Frequently Asked Questions

  • Why does this model only support thinking mode, not a standard non-thinking mode?

    This variant is specialized for complex reasoning. By committing entirely to thinking mode, it avoids the quality compromises that come from training a single model to switch between reasoning and direct-answer behaviors.

  • How long can the thinking trace be?

    The recommended budget is 32,768 tokens for typical queries and up to 81,920 tokens for complex mathematics or coding problems. These are recommendations; actual trace length is determined by the model based on problem complexity.

  • How does the AIME25 score compare to other models in the family?

    The Thinking variant outperforms the Instruct variant's 69.5% on AIME25, and also surpasses Qwen3-30B-A3B-Thinking-2507 and several proprietary reasoning models in Qwen's published comparisons on this benchmark. See https://modelstudio.console.alibabacloud.com/?tab=doc#/doc/?type=model&url=2840914_2&modelId=qwen3-next-80b-a3b-thinking for specific scores.

  • Does the Hybrid Transformer-Mamba architecture help during reasoning?

    Yes. The linear-attention Gated DeltaNet layers allow the model to handle sequences that grow long during reasoning, prompt plus extended thinking trace, at sub-quadratic cost compared to full attention. This keeps generation efficient even for hard problems that trigger long traces.

  • What is the native context length?

    The native context is 262.1K tokens, extensible to approximately one million tokens via YaRN rope scaling. This allows the model to reason over very long input documents alongside its own thinking trace.

  • How should I parse the thinking content from responses?

    The model outputs reasoning between <think> and </think> before the final answer. If the opening tag is missing, find the closing </think> token (see Qwen reference parsers) and split there into thinking content and final response.

  • How does this model compare to Qwen3-Max-Thinking for reasoning tasks?

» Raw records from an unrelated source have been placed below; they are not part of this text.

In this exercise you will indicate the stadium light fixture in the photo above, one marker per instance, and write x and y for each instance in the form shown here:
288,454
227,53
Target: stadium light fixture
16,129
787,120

    Both models support extended reasoning, but they represent different architectural tradeoffs. Qwen3 Next 80B A3B Thinking uses a sparse hybrid architecture optimized for throughput on long sequences; Qwen3-Max-Thinking uses a trillion-parameter model with autonomous tool invocation. The right choice depends on whether autonomous search/code-execution or architecture-driven efficiency is more valuable for your workload.